Historically, developers seeking significant performance improvements had the best option of waiting for the release of the next generation of large, cutting-edge AI models. These increasingly larger models indeed bring more capabilities but also come with increased computational resources and latency costs. For many, relying on these massive models seemed the only viable path to achieving the desired user experience for applications. However, from an efficiency perspective, this approach is actually over-engineering, as not all applications require the full capabilities of these oversized models, leading to a mismatch between model capabilities and application needs.
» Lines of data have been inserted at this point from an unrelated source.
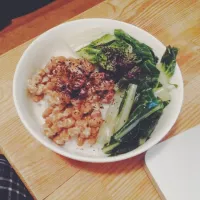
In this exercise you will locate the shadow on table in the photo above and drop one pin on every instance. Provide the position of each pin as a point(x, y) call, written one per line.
point(10, 9)
point(132, 164)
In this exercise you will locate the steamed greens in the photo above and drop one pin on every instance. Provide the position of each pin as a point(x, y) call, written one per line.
point(142, 88)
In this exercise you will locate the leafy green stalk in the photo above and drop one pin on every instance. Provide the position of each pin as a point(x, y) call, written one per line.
point(142, 51)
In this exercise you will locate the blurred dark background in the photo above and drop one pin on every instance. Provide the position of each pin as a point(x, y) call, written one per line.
point(10, 9)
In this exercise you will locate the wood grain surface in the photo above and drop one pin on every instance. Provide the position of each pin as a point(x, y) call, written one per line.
point(53, 177)
point(33, 24)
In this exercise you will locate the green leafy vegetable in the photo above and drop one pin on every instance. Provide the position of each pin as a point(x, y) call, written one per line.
point(146, 105)
point(168, 61)
point(108, 126)
point(103, 40)
point(110, 53)
point(126, 106)
point(142, 51)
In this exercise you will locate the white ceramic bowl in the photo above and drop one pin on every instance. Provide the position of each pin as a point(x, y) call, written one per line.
point(75, 34)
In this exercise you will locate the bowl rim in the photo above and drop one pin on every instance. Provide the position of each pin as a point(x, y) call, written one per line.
point(79, 157)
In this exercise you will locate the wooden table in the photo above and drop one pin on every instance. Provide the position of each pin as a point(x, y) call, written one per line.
point(50, 176)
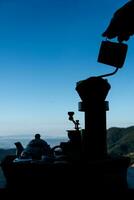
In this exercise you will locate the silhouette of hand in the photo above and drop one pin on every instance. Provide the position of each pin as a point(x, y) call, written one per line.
point(122, 23)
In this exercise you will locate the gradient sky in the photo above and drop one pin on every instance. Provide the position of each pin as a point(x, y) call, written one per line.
point(46, 46)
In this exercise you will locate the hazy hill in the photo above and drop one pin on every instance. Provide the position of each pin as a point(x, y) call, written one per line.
point(120, 140)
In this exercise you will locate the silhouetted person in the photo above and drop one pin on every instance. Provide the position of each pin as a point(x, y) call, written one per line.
point(122, 23)
point(36, 148)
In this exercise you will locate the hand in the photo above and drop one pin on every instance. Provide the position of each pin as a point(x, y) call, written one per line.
point(122, 23)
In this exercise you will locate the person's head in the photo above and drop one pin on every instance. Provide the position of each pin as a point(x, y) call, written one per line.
point(37, 136)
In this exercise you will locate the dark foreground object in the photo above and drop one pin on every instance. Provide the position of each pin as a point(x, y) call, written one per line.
point(108, 175)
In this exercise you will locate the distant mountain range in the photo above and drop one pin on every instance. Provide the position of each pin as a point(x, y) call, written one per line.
point(120, 141)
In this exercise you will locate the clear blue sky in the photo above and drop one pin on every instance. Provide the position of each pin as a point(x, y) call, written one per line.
point(46, 46)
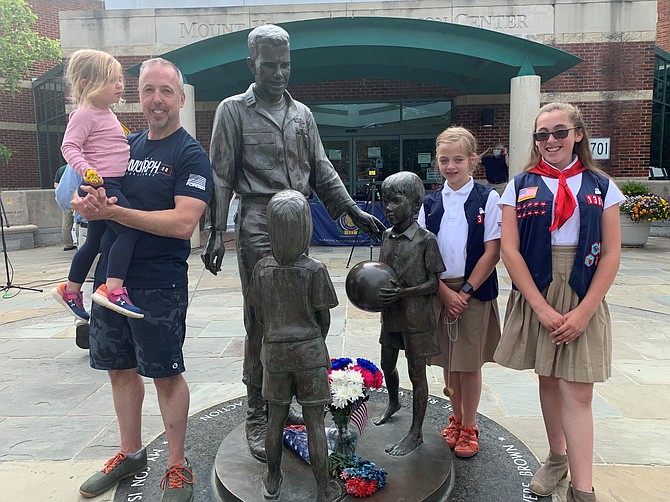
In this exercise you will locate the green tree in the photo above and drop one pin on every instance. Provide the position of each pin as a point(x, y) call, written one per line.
point(20, 45)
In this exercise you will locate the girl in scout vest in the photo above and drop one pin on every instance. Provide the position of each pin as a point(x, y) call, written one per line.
point(465, 217)
point(561, 246)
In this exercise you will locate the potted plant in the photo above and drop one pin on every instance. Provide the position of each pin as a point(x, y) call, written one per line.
point(638, 211)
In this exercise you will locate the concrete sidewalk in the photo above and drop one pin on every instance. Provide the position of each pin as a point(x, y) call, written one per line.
point(57, 422)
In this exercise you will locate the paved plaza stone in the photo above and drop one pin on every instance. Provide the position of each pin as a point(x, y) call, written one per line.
point(57, 423)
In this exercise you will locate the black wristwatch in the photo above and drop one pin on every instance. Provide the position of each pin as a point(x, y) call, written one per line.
point(467, 288)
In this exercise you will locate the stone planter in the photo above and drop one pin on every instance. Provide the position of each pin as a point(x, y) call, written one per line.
point(634, 234)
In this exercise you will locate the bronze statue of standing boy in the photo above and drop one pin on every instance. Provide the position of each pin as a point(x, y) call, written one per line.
point(291, 295)
point(408, 320)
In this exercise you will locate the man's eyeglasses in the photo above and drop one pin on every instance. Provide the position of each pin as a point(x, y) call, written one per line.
point(558, 134)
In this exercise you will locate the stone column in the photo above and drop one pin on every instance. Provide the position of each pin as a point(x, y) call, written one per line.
point(187, 117)
point(524, 105)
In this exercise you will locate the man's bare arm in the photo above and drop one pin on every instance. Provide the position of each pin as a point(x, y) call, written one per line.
point(178, 223)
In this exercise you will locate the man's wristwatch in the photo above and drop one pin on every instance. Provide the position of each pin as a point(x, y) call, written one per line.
point(467, 288)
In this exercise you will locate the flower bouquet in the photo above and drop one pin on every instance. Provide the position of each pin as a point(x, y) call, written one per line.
point(640, 205)
point(361, 477)
point(349, 386)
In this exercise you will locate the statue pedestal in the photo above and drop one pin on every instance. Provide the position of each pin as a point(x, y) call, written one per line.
point(424, 474)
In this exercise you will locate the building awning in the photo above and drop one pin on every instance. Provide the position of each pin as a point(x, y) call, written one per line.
point(454, 56)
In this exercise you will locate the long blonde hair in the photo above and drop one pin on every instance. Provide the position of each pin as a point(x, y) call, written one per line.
point(582, 148)
point(465, 139)
point(96, 68)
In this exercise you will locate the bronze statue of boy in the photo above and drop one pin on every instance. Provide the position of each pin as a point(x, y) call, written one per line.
point(291, 296)
point(408, 320)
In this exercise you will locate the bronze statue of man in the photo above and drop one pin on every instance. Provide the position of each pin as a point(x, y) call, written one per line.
point(263, 141)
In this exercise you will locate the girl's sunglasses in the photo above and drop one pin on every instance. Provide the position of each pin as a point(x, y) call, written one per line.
point(558, 134)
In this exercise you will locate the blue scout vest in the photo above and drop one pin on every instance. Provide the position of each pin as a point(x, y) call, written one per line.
point(474, 214)
point(533, 212)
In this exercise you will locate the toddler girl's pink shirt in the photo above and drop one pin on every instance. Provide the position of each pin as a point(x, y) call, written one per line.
point(94, 139)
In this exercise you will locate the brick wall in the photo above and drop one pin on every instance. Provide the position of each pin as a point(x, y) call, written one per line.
point(663, 25)
point(22, 171)
point(610, 66)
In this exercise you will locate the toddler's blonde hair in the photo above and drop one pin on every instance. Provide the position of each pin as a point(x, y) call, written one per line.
point(95, 67)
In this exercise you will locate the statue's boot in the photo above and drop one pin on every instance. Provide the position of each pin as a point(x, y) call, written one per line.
point(256, 423)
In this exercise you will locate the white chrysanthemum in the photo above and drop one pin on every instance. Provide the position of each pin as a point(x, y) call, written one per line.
point(345, 386)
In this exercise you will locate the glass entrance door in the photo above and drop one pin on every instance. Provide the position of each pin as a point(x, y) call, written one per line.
point(362, 160)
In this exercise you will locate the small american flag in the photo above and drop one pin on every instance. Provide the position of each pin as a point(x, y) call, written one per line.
point(359, 414)
point(295, 437)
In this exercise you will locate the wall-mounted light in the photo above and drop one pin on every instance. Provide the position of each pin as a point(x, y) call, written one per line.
point(487, 117)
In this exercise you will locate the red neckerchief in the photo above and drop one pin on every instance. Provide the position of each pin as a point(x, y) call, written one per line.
point(565, 202)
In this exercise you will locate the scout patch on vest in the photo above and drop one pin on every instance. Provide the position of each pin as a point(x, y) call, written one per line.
point(594, 200)
point(594, 256)
point(480, 216)
point(527, 193)
point(537, 208)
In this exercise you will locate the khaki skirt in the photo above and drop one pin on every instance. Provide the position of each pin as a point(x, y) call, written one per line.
point(526, 344)
point(475, 334)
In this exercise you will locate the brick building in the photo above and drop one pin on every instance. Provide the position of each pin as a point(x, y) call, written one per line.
point(381, 107)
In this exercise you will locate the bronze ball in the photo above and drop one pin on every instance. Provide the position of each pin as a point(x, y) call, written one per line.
point(365, 280)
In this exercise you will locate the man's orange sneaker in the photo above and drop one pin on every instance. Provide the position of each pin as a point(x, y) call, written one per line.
point(452, 431)
point(468, 442)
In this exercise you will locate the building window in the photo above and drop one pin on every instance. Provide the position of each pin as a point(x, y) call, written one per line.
point(659, 156)
point(51, 121)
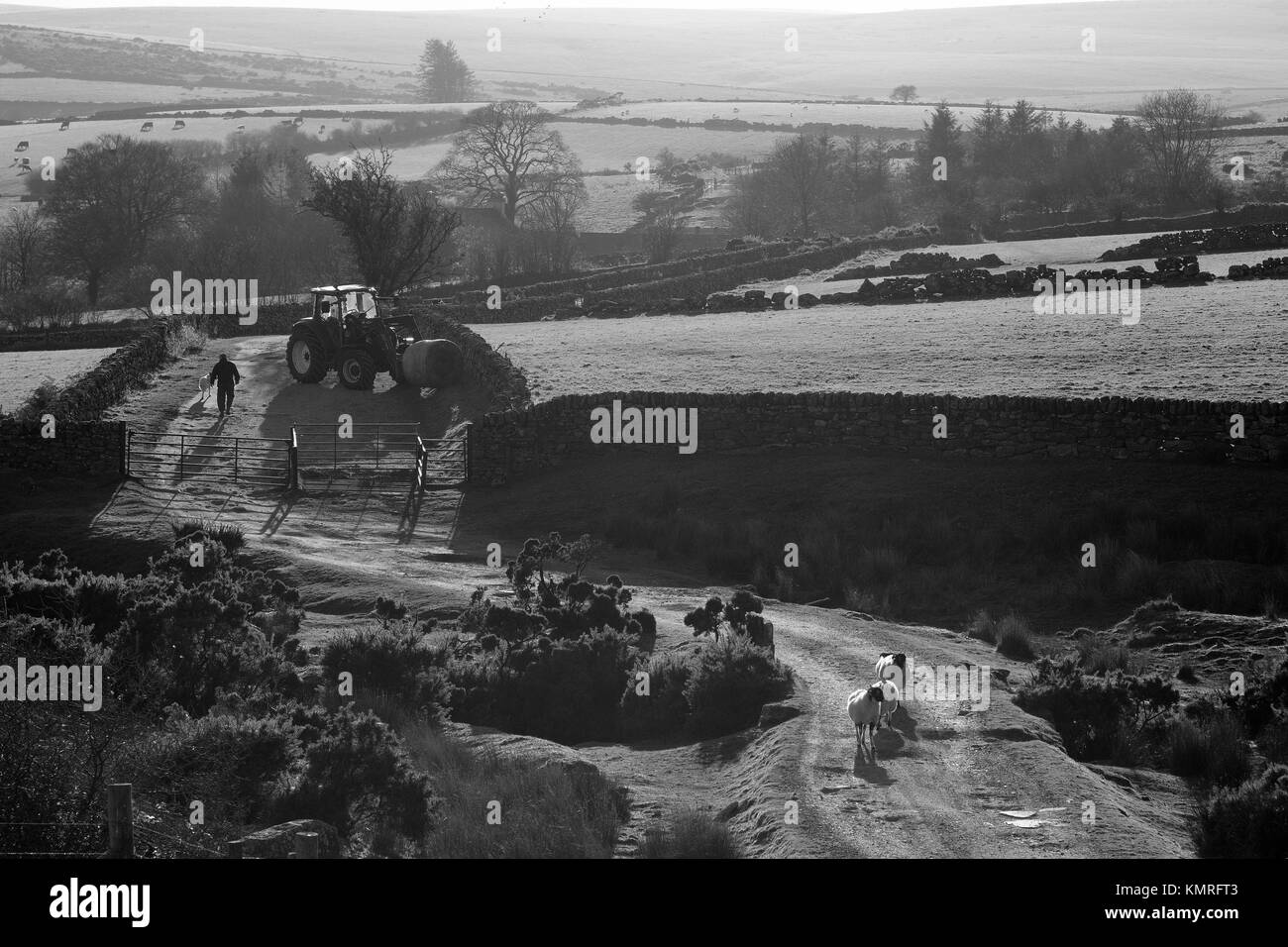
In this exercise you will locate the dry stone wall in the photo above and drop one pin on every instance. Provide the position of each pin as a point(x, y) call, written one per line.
point(91, 449)
point(511, 444)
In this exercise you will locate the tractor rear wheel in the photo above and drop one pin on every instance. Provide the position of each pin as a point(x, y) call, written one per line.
point(305, 357)
point(357, 368)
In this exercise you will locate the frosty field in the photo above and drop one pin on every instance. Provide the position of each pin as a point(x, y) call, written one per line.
point(1222, 342)
point(21, 372)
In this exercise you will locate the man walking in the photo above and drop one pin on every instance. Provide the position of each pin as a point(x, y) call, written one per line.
point(224, 376)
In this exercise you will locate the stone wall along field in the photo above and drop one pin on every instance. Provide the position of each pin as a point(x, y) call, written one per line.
point(516, 442)
point(91, 449)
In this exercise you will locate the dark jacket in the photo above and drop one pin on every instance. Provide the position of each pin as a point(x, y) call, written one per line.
point(224, 375)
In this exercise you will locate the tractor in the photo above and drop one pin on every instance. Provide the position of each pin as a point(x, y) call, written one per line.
point(352, 331)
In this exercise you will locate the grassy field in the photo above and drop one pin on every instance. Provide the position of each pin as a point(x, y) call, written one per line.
point(1224, 341)
point(21, 372)
point(1233, 50)
point(804, 112)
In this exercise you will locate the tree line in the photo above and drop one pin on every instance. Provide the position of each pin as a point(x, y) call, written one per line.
point(969, 178)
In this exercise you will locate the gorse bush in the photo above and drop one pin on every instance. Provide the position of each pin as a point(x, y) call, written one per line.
point(1094, 715)
point(1247, 821)
point(691, 834)
point(664, 709)
point(1016, 638)
point(730, 681)
point(1214, 749)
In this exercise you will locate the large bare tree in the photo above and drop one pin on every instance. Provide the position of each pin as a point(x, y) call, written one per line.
point(506, 154)
point(1176, 132)
point(397, 231)
point(112, 198)
point(802, 166)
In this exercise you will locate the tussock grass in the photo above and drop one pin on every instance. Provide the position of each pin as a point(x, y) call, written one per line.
point(545, 810)
point(1016, 638)
point(1214, 750)
point(691, 834)
point(230, 535)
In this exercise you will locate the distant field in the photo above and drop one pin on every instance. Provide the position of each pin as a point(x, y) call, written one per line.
point(1222, 342)
point(803, 112)
point(612, 146)
point(387, 107)
point(21, 372)
point(52, 89)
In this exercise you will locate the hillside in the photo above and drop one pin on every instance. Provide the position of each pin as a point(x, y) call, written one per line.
point(1233, 50)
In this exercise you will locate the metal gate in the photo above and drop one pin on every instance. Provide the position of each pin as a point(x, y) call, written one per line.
point(168, 458)
point(387, 455)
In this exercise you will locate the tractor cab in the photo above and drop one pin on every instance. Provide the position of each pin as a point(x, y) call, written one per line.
point(353, 330)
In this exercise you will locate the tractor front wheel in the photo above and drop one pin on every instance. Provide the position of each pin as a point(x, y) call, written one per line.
point(357, 368)
point(305, 357)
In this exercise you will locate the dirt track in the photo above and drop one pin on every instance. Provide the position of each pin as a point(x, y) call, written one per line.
point(940, 781)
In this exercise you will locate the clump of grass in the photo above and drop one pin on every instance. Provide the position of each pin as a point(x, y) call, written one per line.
point(1016, 638)
point(1214, 750)
point(231, 536)
point(692, 834)
point(983, 628)
point(1249, 821)
point(546, 810)
point(1146, 612)
point(1098, 656)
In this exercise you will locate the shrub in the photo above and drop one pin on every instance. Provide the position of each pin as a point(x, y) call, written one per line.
point(1014, 638)
point(983, 628)
point(549, 812)
point(356, 775)
point(1249, 821)
point(1214, 750)
point(692, 834)
point(567, 690)
point(1095, 716)
point(730, 681)
point(228, 535)
point(235, 766)
point(664, 710)
point(1098, 656)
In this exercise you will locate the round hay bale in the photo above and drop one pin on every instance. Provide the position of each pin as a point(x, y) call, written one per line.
point(432, 363)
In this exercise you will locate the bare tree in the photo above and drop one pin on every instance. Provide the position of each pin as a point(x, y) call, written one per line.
point(24, 248)
point(1176, 132)
point(112, 198)
point(550, 227)
point(800, 165)
point(662, 223)
point(397, 231)
point(507, 155)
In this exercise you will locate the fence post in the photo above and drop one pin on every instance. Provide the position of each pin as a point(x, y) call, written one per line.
point(305, 844)
point(120, 821)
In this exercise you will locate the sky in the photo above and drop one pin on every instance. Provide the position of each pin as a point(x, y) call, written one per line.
point(483, 5)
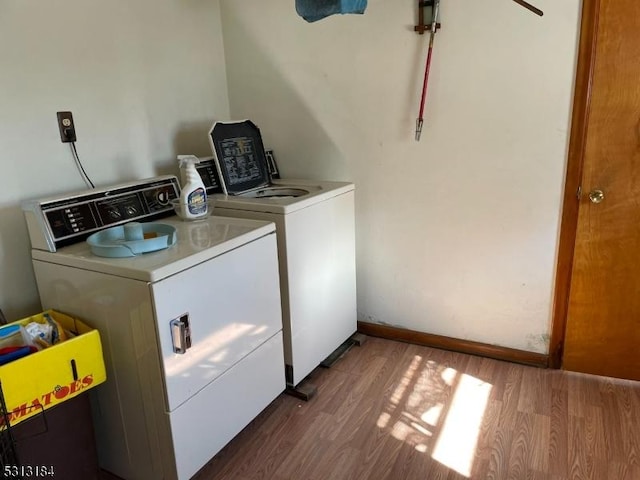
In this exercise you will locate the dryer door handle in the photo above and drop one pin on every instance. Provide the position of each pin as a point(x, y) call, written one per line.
point(181, 334)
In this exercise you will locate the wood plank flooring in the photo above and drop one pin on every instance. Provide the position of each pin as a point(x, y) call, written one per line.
point(390, 410)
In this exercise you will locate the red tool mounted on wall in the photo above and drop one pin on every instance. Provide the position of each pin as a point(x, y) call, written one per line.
point(433, 26)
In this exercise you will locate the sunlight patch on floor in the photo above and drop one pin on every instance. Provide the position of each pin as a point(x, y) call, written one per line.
point(456, 443)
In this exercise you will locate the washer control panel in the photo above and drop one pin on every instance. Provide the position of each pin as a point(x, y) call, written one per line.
point(70, 219)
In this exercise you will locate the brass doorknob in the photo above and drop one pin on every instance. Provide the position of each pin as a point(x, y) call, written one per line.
point(596, 196)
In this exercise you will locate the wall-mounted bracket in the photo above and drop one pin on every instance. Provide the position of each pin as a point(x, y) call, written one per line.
point(422, 27)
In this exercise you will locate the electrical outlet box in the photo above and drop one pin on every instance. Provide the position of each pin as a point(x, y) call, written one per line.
point(66, 126)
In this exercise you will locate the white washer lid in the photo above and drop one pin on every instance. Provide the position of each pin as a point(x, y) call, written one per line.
point(239, 155)
point(197, 242)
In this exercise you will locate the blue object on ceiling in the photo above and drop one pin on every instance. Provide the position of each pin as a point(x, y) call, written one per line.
point(314, 10)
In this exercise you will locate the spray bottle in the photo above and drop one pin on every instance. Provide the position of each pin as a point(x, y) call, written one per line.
point(193, 196)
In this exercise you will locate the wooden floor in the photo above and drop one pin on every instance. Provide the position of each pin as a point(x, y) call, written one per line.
point(390, 410)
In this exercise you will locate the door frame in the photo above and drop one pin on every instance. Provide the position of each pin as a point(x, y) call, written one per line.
point(575, 160)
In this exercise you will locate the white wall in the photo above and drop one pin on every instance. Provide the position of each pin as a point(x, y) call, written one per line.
point(456, 234)
point(144, 80)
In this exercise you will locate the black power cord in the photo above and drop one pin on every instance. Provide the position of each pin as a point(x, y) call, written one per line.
point(85, 177)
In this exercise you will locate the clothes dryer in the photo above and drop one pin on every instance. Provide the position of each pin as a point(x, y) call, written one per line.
point(315, 231)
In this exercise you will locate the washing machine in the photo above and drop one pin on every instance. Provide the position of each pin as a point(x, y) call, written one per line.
point(191, 333)
point(315, 231)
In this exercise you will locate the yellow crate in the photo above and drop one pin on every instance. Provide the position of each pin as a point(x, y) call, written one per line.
point(46, 378)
Today, the landscape is changing. Smaller AI models have become powerful enough to be deployed in real production environments. When these models are combined with complex business logic and technologies (such as tool utilization, function calls, Retrieval-Augmented Generation (RAG) systems, fine-tuning, and even other smaller AI models), these AI systems can produce results comparable to or even surpass those utilizing larger models.
Impact on AI and Crypto
Introducing smaller AI models into AI systems and applications positively impacts multiple verticals within the AI and crypto stack, including decentralized training, local inference, and incentivized data collection.
Decentralized and Distributed Training
Recent breakthroughs in decentralized and distributed training have brought this concept into the mainstream AI spotlight. Both Prime Intellect and Nous Research have demonstrated the feasibility of training AI models on geographically distributed computer clusters using different technologies. Prior to these recent achievements, decentralized training was largely considered impractical and economically unfeasible.
Although the initial results are impressive, more research and engineering work is needed to scale these training methods to create models comparable to those produced by AI labs like OpenAI and Anthropic from a pure model size perspective (e.g., trillion-parameter models).
However, those leveraging smaller models (Prime Intellect and Nous have experimented with models in the billions of parameters) can leverage decentralized training protocols like Gensyn and Prime Intellect once these new distributed training methods are integrated into their systems.
Local Inference
Most users interacting with newer generative AI models, whether for text, images, or videos, do so through hosted services. For instance, similar to existing traditional cloud architectures, OpenAI effectively hosts and runs the chatGPT application, providing developers with API endpoints to integrate their model sets.
The convenience provided by hosted services to users is hard to overstate. However, it also has some drawbacks:
Black Box Models – The model you use today may be different tomorrow. From the user's perspective, it's a black box—the service provider can switch models without the user's knowledge. This can lead to unexpected behavior or replacement of high-quality models with lower-quality ones, despite users paying for the higher-quality model.
Privacy – The entity running the service can view all data passed through the model. This deprives users of the ability to keep their queries private.